Enzo: Caro Paolo, amore mio. Prima di incontrarti la mia vita era un vagabondaggio, una ricerca affannosa e la terra del mio cuore era sempre pin arida. Non benedirò mai abbastanza Dio che ha messo me sulla tua strada e te sulla mia. Paolo, ti amo e voglio vivere tutta la mia vita con te. Prometto di vivere con te nelle ore della gioia, del dolore, della malattia, fino all'ultimo respiro. Spero che Dio, custode dei nostri giorni, mi sostenga e ci sostenga nelle ore difficili.

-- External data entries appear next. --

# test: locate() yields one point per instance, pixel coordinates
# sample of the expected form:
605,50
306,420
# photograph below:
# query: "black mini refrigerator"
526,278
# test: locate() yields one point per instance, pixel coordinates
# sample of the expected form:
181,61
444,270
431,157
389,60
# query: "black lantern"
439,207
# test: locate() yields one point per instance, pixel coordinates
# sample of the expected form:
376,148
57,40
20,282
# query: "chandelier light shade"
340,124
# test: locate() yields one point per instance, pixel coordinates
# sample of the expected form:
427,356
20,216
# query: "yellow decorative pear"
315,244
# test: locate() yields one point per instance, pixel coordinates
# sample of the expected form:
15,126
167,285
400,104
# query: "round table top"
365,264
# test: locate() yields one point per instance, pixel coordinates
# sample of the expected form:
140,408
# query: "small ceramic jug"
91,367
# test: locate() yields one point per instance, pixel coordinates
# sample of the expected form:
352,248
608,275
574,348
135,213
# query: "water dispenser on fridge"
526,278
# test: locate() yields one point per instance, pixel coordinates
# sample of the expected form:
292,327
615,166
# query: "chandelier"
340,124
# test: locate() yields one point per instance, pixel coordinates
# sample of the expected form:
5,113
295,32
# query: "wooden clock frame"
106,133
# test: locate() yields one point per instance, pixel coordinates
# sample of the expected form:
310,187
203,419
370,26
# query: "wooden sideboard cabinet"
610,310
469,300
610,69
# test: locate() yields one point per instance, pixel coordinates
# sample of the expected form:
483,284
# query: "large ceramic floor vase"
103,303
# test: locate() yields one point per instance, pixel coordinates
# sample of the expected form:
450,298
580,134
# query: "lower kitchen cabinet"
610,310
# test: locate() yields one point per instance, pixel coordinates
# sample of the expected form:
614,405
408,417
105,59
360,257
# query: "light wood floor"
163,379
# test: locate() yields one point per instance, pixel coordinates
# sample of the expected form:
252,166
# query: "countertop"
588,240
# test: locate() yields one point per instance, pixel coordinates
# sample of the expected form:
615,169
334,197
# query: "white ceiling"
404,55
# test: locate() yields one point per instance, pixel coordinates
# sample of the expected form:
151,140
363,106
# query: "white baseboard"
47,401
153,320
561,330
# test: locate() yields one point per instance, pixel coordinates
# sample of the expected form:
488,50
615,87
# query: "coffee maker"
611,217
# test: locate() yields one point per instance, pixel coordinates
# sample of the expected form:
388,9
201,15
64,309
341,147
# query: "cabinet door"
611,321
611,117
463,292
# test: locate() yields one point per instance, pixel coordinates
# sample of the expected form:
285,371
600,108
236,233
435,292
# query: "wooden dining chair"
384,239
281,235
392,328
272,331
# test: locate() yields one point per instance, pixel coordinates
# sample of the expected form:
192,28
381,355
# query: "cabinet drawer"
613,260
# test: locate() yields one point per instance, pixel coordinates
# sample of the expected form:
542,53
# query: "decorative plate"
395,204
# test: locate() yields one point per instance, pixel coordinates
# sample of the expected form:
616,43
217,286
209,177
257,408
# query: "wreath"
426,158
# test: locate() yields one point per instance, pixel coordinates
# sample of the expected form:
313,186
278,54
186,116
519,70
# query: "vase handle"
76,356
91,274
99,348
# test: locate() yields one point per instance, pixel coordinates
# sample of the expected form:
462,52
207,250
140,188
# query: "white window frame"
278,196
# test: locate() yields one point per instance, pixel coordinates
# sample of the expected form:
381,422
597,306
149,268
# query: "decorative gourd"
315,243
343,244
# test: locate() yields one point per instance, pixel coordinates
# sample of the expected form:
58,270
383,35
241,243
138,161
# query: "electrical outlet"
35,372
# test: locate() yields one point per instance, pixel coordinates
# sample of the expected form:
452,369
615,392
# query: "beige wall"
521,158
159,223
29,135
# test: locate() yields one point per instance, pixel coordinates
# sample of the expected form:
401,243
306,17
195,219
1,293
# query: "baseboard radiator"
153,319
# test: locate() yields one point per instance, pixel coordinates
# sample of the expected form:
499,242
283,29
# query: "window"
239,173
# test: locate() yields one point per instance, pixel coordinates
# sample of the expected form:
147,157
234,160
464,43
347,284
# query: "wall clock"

Paolo: Caro Enzo, sei il mio tesoro. Tu immagini una terra senza fiori e un cielo senza stelle? Così era la mia vita, ma io ho continuato a cercare il vero amore e finalmente l'ho trovato. Dio sia tra me e te per sempre e ci faccia crescere nella tenerezza, nell'impegno per la giustizia nel mondo. Egli dia a tanti altri gay la gioia che ha regalato a noi oggi.
Enzo: Paolo, ricevi questo anello, segno del mio amore e della mia fedeltà. Te lo dono davanti a Dio.
Paolo: Enzo, questo anello che io metto al tuo dito ti ricordi sempre l'amore che Dio ha stampato nei nostri cuori.
Franco: "Signore, Tu sei vita.
Tu ci dai e ci conservi la vita.
In Te noi viviamo.
Signore, Tu sei luce.
Tu ci illumini e ci rallegri con la Tua luce.
In Te noi vediamo.
Signore, Tu sei gioia.
Tu ci inviti a condividere la Tua gioia.
In Te noi siamo felici.
Signore, Tu sei speranza.
Tu tracci e raddrizzi i nostri sentieri.
In Te noi possiamo andare avanti.
Signore. Tu sei amore.
Tu ci inviti a vivere nell'amore.
In Te noi possiamo amare.
Che Tu sia lodato oggi e per sempre. Amen!"
(Anonimo da "Circ. Com. It. CEVAA").